One wonders at the true reasons behind the recent announcement that Las Ventas will be used almost exclusively for bullfighting.

The bullring, whose construction dates back to the late 1920s, has historically been used for events other than bullfights – concerts, opera, basketball, circuses, amongst others. However, in 2017, the then Left-controlled town council of Madrid, which has jurisdiction over any non-taurine events that make use of the plaza’s seating, refused to authorise the use of Las Ventas as un espacio multiusos on the grounds that its security and safety aspects were deficient.

The bullring’s owners, la Comunidad de Madrid (CAM), responded by announcing a substantial programme of works to the building costing over 5 million euros. The planned works included reducing the slope of the tendidos, doubling the width of stairs, providing more comfortable seating and building further evacuation exits. Some 5,000 seats would be lost as a result of the project. Because the building has Bien de Patrimonio Cultural (BIC) status, the Comunidad needed the agreement of Spain’s Heritage Commission for the works, planned to be carried out in phases and with minimal disruption to the plaza’s temporada. The first phase – attending to roofing repairs and addressing humidity problems in the andanadas - got underway after the 2018 Feria de San Isidro and was completed that September.

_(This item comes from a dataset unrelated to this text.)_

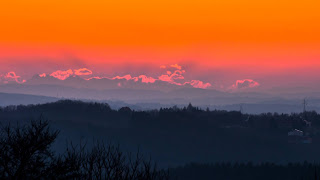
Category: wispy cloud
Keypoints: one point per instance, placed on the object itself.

You’d have thought that the bullring’s 18-month shutdown from the end of the 2019 temporada as a result of the coronavirus pandemic would have been the ideal time for the rest of these works to have taken place. But in January 2020, ABC reported that the project was months behind schedule. Although work was underway on improvements to the Patio del Desolladero, the Corral de Arrastre, the Patio de Caballos and the caretaker’s accommodation, the work on seating and stairway improvements had still to begin. The delays were said to be caused by the complications of obtaining Heritage Commission consent.

Last month, with the works to the tendidos still to commence, a CAM representative announced that, in future, Las Ventas would be used essentially as a bullfight venue rather than be an espacio multiusos, and, consequently, there was no need for the remainder of the planned works to go ahead.

While the announcement was greeted with enthusiasm by such as the Asociación El Toro de Madrid, one wonders if the decision was actually driven more by the costs involved than by cultural considerations. The fact is that the Las Ventas tendidos need those planned reforms – I can’t have been the only spectator who has sometimes found myself scrabbling on all fours to get to my seat, and one dreads to think how a mass evacuation of panicking spectators might go. Money, too, needs to be spent on attending to longstanding problems with the plaza itself, such as the huge size of the ruedo and the propensity for windy conditions down on the sand.

Without such measures, there is a danger that the so-called “cathedral of bullfighting” will end up as an uncomfortable and out-dated museum piece.